When the group came home from work one November evening in 1941, all of the elderly, the women and children, had disappeared from the ghetto. Later it turned out that the entire Jewish community of Riga, 30,000 people in all, had been taken out to the edge of town. There, most of them were shot beside enormous pits.
For the 4,000 surviving Arbeidsjuden, a new ghetto – the Little Ghetto – was roped off. The old ghetto was immediately put to use for new groups of Jews brought in from Berlin, Stuttgart, Vienna, Cologne, Prague and other Central European cities. For most of them, Riga was merely a stopping-off point on their way to the end. Vestermanis himself was finally sent on transport to Courland. Farmers sneaked food to him and his comrades by leaving potatoes and bread along the road. After a while he escaped, and in the woods he joined up with a wandering group of German and Latvian deserters.
But he did not want to talk about that.
Back in Vilnius I had had a strange experience. In this city approximately a third of the Jewish population, some 70,000 people in all, had been executed in a park. Paneriai is the name of the park, and it is only a few kilometres outside town. All those families are still lying there, in mass graves. In my attempts to get there I asked three different taxi drivers, but not one of them had ever heard of the place. Finally I found one who was willing to drive me in that direction.
After a lot of asking and searching, we at last found the spot. It was an echoingly quiet stretch of woods the size of a large campsite, beside some railway tracks. There were hollows and hillo
cks everywhere, dusted with the last covering of snow. The wind was blowing through the treetops. Otherwise nothing, except for a mangy horse and a little monument. Since 1991 one can read that most of the victims were Jewish – before that, the inscription spoke of ‘Soviet citizens’. The taxi driver walked along with me, visibly moved. ‘The things people do to each other.’ About 200 metres further on were the first dachas, beyond a bungalow park.
In the plane to Berlin I flip through the glossy magazine Baltic Outlook. I happen upon an interview with the beautiful Ines Misan, raised in a provincial Latvian town, the child of a perpetually drunken father, today a top fashion model in New York and a welcome guest at official openings and parties thrown by the likes of Madonna, Armani and Versace. ‘I have two identical Mercedes.’
Question: ‘What do you find important?’
Answer: ‘Money. I like being able to give myself whatever I want.
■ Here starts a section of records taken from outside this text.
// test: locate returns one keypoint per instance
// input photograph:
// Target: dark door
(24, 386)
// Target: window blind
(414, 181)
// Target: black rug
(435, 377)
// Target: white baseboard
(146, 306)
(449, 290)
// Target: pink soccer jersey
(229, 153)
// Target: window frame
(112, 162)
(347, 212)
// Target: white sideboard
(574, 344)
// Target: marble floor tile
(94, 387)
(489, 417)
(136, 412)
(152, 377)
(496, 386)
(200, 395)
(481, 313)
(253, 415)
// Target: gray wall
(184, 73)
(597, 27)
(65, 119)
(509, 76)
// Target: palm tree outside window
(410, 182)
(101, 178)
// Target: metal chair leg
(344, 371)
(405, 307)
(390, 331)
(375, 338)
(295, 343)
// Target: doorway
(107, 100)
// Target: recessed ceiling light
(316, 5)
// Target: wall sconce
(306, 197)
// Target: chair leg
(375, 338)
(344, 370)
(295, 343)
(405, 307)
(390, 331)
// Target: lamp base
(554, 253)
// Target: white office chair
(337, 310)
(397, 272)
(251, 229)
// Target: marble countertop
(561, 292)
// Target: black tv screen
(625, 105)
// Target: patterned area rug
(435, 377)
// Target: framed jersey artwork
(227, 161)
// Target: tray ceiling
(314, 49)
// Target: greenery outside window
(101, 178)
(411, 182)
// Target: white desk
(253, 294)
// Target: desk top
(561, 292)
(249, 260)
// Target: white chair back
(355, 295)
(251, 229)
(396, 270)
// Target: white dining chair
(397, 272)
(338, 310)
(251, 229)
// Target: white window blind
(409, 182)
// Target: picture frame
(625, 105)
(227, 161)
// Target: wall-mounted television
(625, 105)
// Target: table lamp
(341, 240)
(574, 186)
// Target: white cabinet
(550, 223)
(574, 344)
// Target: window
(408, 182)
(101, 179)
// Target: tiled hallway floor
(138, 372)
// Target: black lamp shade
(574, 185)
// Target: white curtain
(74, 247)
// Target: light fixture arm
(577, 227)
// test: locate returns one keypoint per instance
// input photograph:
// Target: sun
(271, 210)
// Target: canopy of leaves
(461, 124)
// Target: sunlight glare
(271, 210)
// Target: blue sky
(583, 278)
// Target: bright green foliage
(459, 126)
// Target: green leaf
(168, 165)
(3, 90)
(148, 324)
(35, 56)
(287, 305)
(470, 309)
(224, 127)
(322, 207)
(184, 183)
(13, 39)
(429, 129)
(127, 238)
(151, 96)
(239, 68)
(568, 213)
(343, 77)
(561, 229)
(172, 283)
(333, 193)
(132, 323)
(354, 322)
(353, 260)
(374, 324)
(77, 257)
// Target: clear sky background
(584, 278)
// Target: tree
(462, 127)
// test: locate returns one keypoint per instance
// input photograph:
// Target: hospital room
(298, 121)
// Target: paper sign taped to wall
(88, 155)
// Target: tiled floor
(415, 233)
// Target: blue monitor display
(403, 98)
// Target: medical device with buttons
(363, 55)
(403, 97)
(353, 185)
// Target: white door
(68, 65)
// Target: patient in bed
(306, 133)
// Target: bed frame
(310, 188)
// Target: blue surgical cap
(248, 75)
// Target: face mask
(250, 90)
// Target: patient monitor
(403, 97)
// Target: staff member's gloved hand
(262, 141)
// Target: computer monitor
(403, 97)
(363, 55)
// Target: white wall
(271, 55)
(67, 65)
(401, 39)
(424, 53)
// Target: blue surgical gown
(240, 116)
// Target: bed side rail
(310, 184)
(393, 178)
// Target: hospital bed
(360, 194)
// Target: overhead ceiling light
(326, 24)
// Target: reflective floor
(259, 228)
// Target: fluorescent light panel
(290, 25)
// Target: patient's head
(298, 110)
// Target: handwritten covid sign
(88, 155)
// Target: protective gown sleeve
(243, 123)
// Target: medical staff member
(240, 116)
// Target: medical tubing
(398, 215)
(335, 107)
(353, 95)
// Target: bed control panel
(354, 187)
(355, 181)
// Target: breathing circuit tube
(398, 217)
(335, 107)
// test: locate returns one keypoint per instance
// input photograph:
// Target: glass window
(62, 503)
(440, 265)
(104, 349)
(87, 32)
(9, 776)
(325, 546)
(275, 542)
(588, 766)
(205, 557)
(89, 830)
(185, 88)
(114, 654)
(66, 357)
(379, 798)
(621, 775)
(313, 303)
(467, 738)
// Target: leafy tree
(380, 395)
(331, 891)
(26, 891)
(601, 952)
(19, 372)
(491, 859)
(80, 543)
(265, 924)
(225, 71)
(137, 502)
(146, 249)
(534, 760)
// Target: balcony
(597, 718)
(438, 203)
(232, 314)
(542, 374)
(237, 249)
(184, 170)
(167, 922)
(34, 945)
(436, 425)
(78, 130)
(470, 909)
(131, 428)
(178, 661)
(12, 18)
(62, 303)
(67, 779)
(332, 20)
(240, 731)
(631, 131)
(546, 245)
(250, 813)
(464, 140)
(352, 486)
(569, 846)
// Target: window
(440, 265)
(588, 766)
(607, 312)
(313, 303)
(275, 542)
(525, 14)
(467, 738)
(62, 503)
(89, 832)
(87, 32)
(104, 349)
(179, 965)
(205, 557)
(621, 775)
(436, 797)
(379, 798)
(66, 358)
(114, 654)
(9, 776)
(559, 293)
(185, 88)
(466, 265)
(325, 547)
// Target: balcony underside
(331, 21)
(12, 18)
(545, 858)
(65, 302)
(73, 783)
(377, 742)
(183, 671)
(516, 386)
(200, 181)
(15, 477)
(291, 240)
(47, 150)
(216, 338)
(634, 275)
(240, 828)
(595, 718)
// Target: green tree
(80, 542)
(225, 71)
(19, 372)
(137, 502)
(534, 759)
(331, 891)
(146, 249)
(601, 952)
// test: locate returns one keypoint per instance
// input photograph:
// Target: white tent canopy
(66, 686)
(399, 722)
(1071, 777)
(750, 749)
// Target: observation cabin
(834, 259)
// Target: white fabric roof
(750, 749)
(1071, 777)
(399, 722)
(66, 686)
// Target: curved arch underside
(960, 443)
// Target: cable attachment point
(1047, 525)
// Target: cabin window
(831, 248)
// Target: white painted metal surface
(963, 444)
That's what I love about America. There, if someone has no money, he's lazy. Or he has no education, or he's an alcoholic or a drug addict. A normal person, a man who loves a woman, knows that she needs all that. American men live with their wives for five or six years, then dump them for a younger woman. That's why I've had so many boyfriends.’
Question: ‘Can you honestly say that you have never used a man?’ Answer: ‘I have, I've done that, more than once. But I didn't do it to be nasty. I married an American because I knew that then I would be allowed to stay in America, but I also liked him a lot. But does the fact that you have a car, money and an apartment in New York mean that you've sold yourself? Sure, girls from the former Soviet Union go out with rich men, but in the end they marry for love and not for money?’